Turambot est né pauvre dans l’Algérie de l’entre-deux guerres. Son père n’est plus qu’une ombre depuis qu’il est revenu des tranchées de 14-18. Sa mère s’échine de l’aube au crépuscule pour assurer à la famille une survie au jour le jour. Puis, brusquement, les pluies emportent le village dans une coulée de boue.

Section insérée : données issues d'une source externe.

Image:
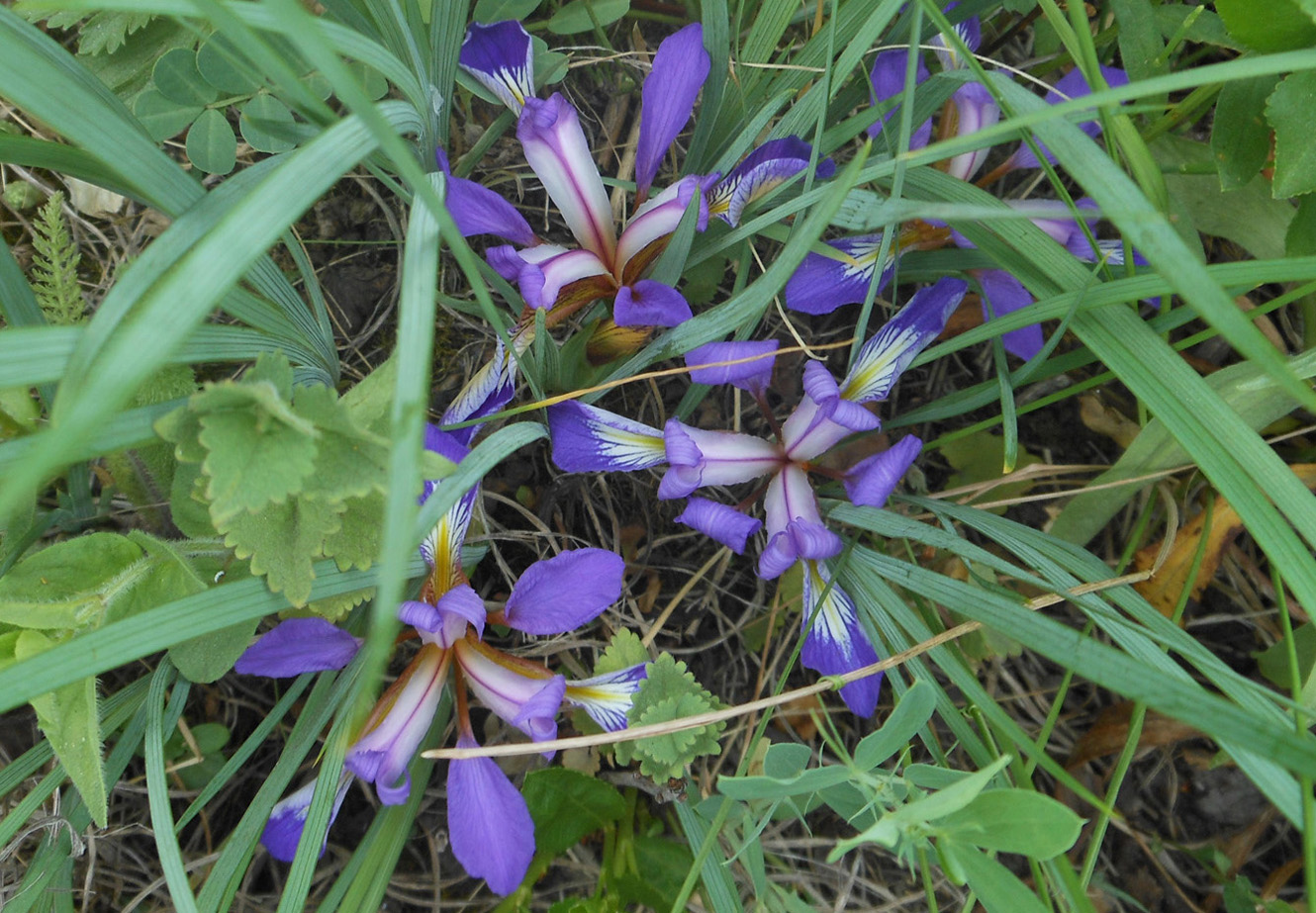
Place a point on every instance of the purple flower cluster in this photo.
(490, 825)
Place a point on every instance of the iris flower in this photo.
(587, 438)
(490, 825)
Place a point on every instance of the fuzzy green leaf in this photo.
(70, 722)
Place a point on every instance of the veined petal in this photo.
(398, 725)
(976, 110)
(822, 284)
(477, 210)
(558, 152)
(720, 522)
(712, 458)
(889, 353)
(445, 622)
(607, 697)
(836, 642)
(872, 481)
(888, 82)
(489, 824)
(591, 439)
(1007, 295)
(527, 701)
(752, 375)
(654, 222)
(648, 303)
(288, 818)
(667, 98)
(563, 593)
(296, 646)
(760, 172)
(502, 58)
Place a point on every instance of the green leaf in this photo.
(283, 541)
(1288, 111)
(178, 79)
(223, 66)
(1240, 136)
(211, 143)
(912, 712)
(497, 11)
(208, 658)
(70, 585)
(567, 805)
(267, 124)
(68, 720)
(1015, 821)
(163, 118)
(574, 17)
(1268, 25)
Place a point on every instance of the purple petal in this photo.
(649, 303)
(527, 701)
(667, 98)
(607, 697)
(976, 110)
(288, 818)
(591, 439)
(872, 481)
(489, 822)
(720, 522)
(1008, 295)
(822, 284)
(753, 377)
(889, 80)
(477, 210)
(502, 58)
(558, 152)
(764, 170)
(561, 593)
(296, 646)
(889, 353)
(837, 644)
(712, 458)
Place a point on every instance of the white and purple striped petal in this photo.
(591, 439)
(649, 303)
(288, 820)
(558, 152)
(872, 481)
(701, 458)
(760, 172)
(720, 522)
(752, 375)
(667, 98)
(296, 646)
(889, 82)
(502, 59)
(1005, 295)
(489, 824)
(563, 593)
(821, 284)
(607, 697)
(889, 353)
(398, 726)
(836, 642)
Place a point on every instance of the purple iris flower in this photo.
(587, 438)
(490, 826)
(760, 172)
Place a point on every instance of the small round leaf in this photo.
(178, 79)
(224, 68)
(160, 118)
(211, 143)
(267, 124)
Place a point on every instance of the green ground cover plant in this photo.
(607, 454)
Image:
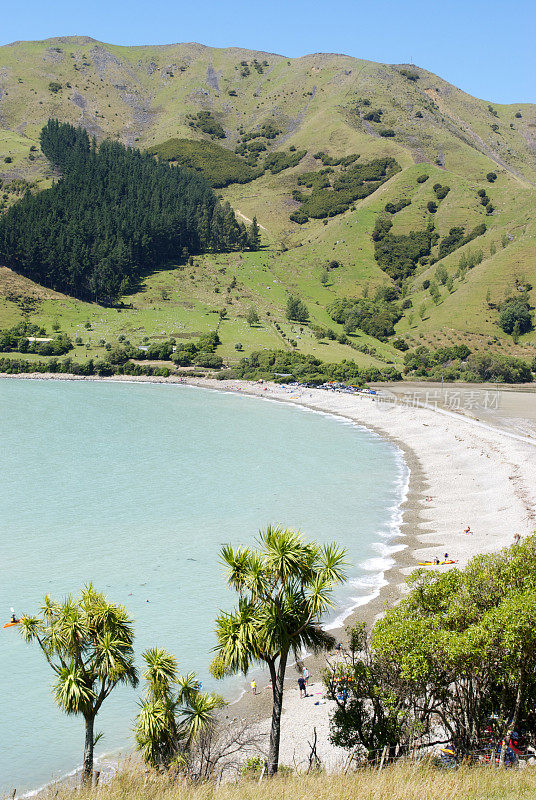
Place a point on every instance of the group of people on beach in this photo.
(303, 682)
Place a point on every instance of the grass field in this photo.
(143, 96)
(398, 782)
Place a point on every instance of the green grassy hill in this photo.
(232, 98)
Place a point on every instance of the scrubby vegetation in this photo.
(334, 195)
(516, 315)
(398, 205)
(207, 123)
(376, 317)
(458, 363)
(284, 367)
(218, 165)
(24, 338)
(457, 238)
(277, 162)
(399, 254)
(115, 212)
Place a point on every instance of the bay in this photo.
(135, 487)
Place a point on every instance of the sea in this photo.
(135, 487)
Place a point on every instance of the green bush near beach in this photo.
(286, 367)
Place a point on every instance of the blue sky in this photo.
(487, 48)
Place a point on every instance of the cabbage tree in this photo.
(284, 586)
(87, 643)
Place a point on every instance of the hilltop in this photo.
(306, 131)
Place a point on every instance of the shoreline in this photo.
(462, 471)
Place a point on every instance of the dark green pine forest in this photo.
(114, 214)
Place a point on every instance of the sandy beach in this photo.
(471, 465)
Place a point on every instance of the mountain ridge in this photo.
(146, 96)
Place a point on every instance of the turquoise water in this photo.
(135, 487)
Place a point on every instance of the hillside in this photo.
(330, 106)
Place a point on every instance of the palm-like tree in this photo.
(88, 644)
(173, 713)
(284, 587)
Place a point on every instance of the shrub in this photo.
(449, 243)
(277, 162)
(410, 74)
(382, 226)
(394, 208)
(441, 275)
(441, 191)
(373, 116)
(206, 122)
(297, 310)
(515, 312)
(218, 165)
(353, 183)
(398, 255)
(208, 360)
(299, 217)
(372, 317)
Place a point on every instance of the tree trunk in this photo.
(278, 680)
(515, 718)
(87, 771)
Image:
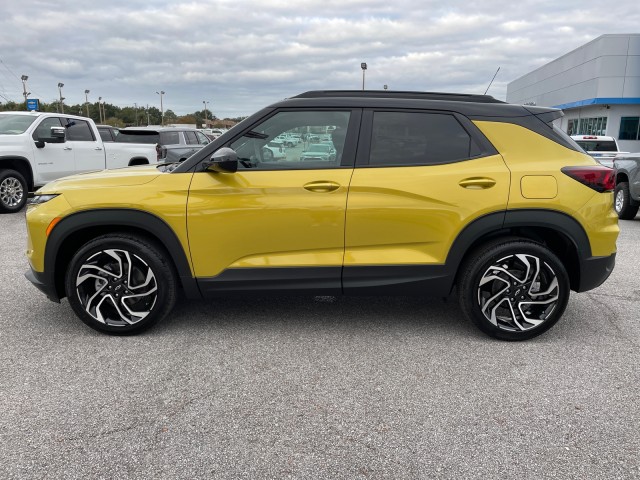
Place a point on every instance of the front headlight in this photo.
(38, 199)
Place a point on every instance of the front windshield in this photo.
(15, 124)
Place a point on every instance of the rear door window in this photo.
(44, 129)
(169, 138)
(79, 130)
(418, 138)
(191, 138)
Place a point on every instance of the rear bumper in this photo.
(594, 271)
(38, 280)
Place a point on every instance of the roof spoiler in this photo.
(547, 115)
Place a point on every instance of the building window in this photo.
(588, 126)
(629, 128)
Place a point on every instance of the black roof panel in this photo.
(452, 97)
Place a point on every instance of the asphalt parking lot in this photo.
(319, 388)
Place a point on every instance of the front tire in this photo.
(514, 289)
(13, 191)
(622, 203)
(120, 284)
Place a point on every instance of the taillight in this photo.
(600, 178)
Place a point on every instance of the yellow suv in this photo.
(423, 193)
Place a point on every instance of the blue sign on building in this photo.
(33, 104)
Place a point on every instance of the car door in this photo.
(273, 224)
(89, 154)
(420, 178)
(52, 160)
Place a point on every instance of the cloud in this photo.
(243, 55)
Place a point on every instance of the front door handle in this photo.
(477, 183)
(322, 186)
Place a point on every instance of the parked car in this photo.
(38, 147)
(627, 193)
(173, 144)
(430, 195)
(603, 148)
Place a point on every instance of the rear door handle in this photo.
(322, 186)
(477, 183)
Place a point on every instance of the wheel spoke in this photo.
(116, 288)
(518, 292)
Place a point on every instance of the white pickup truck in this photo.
(36, 148)
(604, 149)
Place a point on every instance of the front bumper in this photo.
(594, 271)
(38, 280)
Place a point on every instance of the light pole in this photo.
(60, 85)
(86, 100)
(26, 94)
(205, 113)
(161, 93)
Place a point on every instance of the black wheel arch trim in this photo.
(500, 222)
(114, 218)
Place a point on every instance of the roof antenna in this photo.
(494, 77)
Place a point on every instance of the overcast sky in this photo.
(240, 56)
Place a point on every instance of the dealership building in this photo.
(597, 85)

La famille déménage et s’installe dans un bidonville de Sidi Bel Abbes. La misère et la violence sont toutes deux inouïes. Le jeune Turambot grandit parmi elles, la précarité lui volant son enfance. Mais c’est à Oran, après un nouveau déracinement, que l’adolescent devenu jeune adulte va enfin prendre son essor. A la suite d’un concours de circonstance, le lecteur s’aperçoit que les poings de Turambot valent de l’or. Celui-ci est recruté par une écurie de boxeurs et entrainé du matin au soir. Le jeune homme va gravir les échelons de façon fulgurante, accédant à la richesse et à la notoriété.

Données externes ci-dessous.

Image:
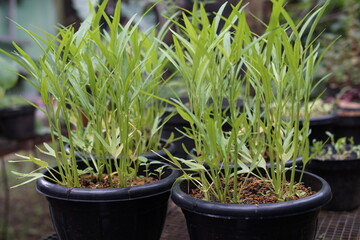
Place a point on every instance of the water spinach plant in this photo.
(268, 72)
(91, 83)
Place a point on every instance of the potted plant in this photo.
(91, 82)
(17, 116)
(338, 163)
(227, 191)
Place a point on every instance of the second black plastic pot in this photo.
(344, 179)
(130, 213)
(295, 220)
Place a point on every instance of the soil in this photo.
(253, 190)
(92, 182)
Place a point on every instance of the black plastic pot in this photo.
(344, 179)
(17, 123)
(295, 220)
(348, 121)
(131, 213)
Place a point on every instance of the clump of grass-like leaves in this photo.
(91, 82)
(268, 72)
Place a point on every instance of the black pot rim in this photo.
(11, 112)
(249, 211)
(52, 190)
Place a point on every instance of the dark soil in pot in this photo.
(130, 213)
(295, 220)
(17, 123)
(344, 179)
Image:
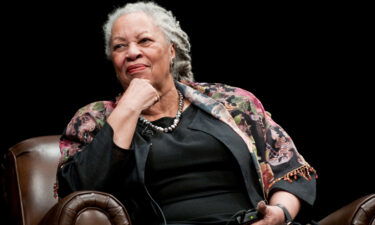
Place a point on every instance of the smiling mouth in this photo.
(135, 69)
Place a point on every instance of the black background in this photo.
(309, 64)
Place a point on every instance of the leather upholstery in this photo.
(359, 212)
(29, 179)
(31, 173)
(87, 207)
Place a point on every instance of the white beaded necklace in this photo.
(175, 121)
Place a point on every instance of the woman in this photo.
(174, 151)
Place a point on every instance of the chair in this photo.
(358, 212)
(30, 169)
(30, 173)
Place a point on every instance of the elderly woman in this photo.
(174, 151)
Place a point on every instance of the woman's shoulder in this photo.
(98, 107)
(230, 96)
(213, 89)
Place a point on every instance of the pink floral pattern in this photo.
(240, 109)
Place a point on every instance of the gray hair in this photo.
(181, 66)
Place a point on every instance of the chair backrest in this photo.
(31, 174)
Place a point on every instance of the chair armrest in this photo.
(359, 212)
(87, 207)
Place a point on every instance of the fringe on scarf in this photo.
(303, 171)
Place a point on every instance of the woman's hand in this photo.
(139, 95)
(272, 215)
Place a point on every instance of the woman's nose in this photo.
(133, 52)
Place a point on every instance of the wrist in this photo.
(287, 217)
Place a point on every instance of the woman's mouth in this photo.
(135, 68)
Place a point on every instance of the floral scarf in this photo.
(273, 151)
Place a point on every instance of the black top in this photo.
(193, 176)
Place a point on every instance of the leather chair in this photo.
(30, 174)
(358, 212)
(30, 169)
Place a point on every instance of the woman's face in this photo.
(140, 50)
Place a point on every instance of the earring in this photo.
(171, 64)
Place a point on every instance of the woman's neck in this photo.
(167, 106)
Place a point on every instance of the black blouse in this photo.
(193, 176)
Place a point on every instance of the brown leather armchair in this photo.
(30, 175)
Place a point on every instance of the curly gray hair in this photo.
(181, 67)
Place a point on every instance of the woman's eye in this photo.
(118, 46)
(144, 40)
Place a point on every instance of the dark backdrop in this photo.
(309, 65)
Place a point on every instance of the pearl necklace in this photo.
(175, 121)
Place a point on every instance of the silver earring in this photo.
(171, 64)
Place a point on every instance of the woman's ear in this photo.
(172, 51)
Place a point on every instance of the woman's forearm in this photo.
(290, 201)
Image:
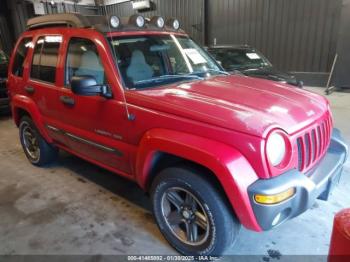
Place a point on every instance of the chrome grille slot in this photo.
(313, 144)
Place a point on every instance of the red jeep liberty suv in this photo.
(138, 97)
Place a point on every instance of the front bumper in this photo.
(316, 184)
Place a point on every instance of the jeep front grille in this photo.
(313, 144)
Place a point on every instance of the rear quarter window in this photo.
(45, 58)
(20, 56)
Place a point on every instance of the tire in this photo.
(211, 238)
(36, 149)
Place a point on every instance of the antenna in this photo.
(131, 117)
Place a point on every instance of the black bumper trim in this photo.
(316, 184)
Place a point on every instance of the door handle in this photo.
(67, 100)
(29, 89)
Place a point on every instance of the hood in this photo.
(271, 74)
(239, 103)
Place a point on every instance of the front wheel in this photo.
(37, 150)
(192, 214)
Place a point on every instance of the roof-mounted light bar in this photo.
(173, 23)
(114, 21)
(157, 21)
(137, 20)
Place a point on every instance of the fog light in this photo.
(276, 219)
(274, 199)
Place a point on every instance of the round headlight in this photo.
(275, 149)
(114, 21)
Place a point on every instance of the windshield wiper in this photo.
(168, 77)
(217, 71)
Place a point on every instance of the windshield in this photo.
(3, 57)
(239, 59)
(154, 60)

Avec les « Anges meurent de nos blessures », Yasmina Khadra signe un nouveau roman d’une grande profondeur. Car à travers ces pages, c’est toute l’Afrique du nord coloniale qui défile. Un véritable territoire occupé comme a pu l’être la France sous Troisième Reich : les blancs aux postes clés, les indigènes méprisés et bons qu’aux basses besognes. Le racisme est généralisé. L’esclavage jamais bien loin. L’algérien, dépossédé de son pays, est contraint de courber l’échine.
Les villes sont coupées en trois : le centre opulent est réservé aux colons, les abords miséreux qui ne sont que des bidonvilles dans lesquels on meurt jeune. Et entre les deux, les faubourgs occupés par des français pauvres et quelques algériens plus riches que les autres (des commerçants, des employés…) Les tensions sont vives et le lecteur sent les prémisses des conflits de la décolonisation qui n’éclateront qu’au lendemain de la Seconde Guerre mondiale.
Une écriture très riche, parfois lyrique qui est la marque de fabrique de Yasmina Khadra. Un texte fort qui débute de façon très dure par un séjour dans les couloirs de la mort et la guillotine. Un texte souvent dérangeant qui décrit sans complaisance et sans faux fuyants l’Algérie coloniale et le destin d’hommes assis entre deux chaises : n’appartenant pas au monde de la métropole, mais pas non plus aux classes laborieuses autochtones. Méprisé par les premiers, admiré et jalousé par les seconds.
Un livre magnifique mais assez difficile.